How to test the data flow

You have completed a Type 1 SCD data flow. If you choose to test it out you could add this data flow to a Synapse integration pipeline. Then you could run the pipeline once to do the initial load of the customer source data to the DimCustomer destination.

Each additional run of the pipeline will compare the data in the source table to what is already in the dimension table (using the HashKey) and only update records that have changed. In order to test this, you could update a record in the source table then run the pipeline again and verify the record updates in the dimension table.

Take the customer Janet Gates as an example. The initial load shows the LastName is Gates and the CustomerId is 4.

The script is displayed with the initial customer record.

Here is an example statement that would update the customer last name in the source table.

UPDATE [dbo].[CustomerSource]
SET LastName = 'Lopez'
WHERE [CustomerId] = 4

After updating the record and running the pipeline again, DimCustomer would show this updated data.

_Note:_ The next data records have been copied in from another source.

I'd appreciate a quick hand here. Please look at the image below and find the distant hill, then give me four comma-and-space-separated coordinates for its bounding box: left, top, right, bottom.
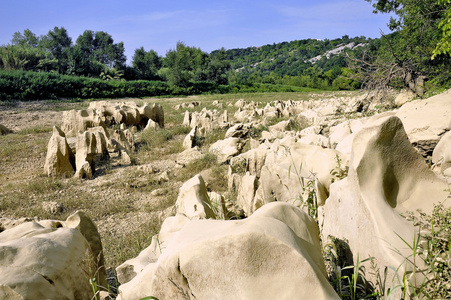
218, 36, 371, 76
211, 36, 378, 88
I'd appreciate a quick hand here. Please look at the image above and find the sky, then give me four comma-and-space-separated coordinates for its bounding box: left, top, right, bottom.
0, 0, 390, 62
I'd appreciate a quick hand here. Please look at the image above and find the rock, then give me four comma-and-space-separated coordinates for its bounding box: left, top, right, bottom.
209, 137, 244, 164
234, 99, 248, 108
111, 130, 135, 152
146, 103, 164, 128
119, 105, 141, 126
87, 126, 114, 158
432, 131, 451, 172
175, 175, 216, 219
329, 121, 352, 149
269, 119, 294, 135
182, 111, 191, 126
0, 211, 108, 299
230, 145, 268, 177
61, 109, 105, 137
116, 214, 190, 284
75, 131, 97, 179
0, 124, 13, 135
299, 134, 332, 150
144, 119, 160, 130
208, 192, 229, 220
176, 146, 203, 166
225, 123, 252, 138
42, 201, 64, 215
396, 90, 451, 157
254, 141, 347, 209
182, 126, 199, 150
44, 126, 75, 177
118, 203, 340, 299
395, 90, 417, 107
320, 116, 447, 290
237, 172, 262, 216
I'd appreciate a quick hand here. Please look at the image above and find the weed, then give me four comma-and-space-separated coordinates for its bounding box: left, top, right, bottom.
330, 154, 349, 182
283, 146, 318, 221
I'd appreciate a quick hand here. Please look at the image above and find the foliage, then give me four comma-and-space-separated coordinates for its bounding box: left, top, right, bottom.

The script is displayed with the updated customer record.

The customer record successfully updated the LastName value to match the source record and updated the ModifiedDate, without keeping track of the old LastName value. That is the expected behavior for a Type 1 SCD. If history was required for the LastName field then you would modify the table and data flow to be one of the other SCD types you have learned.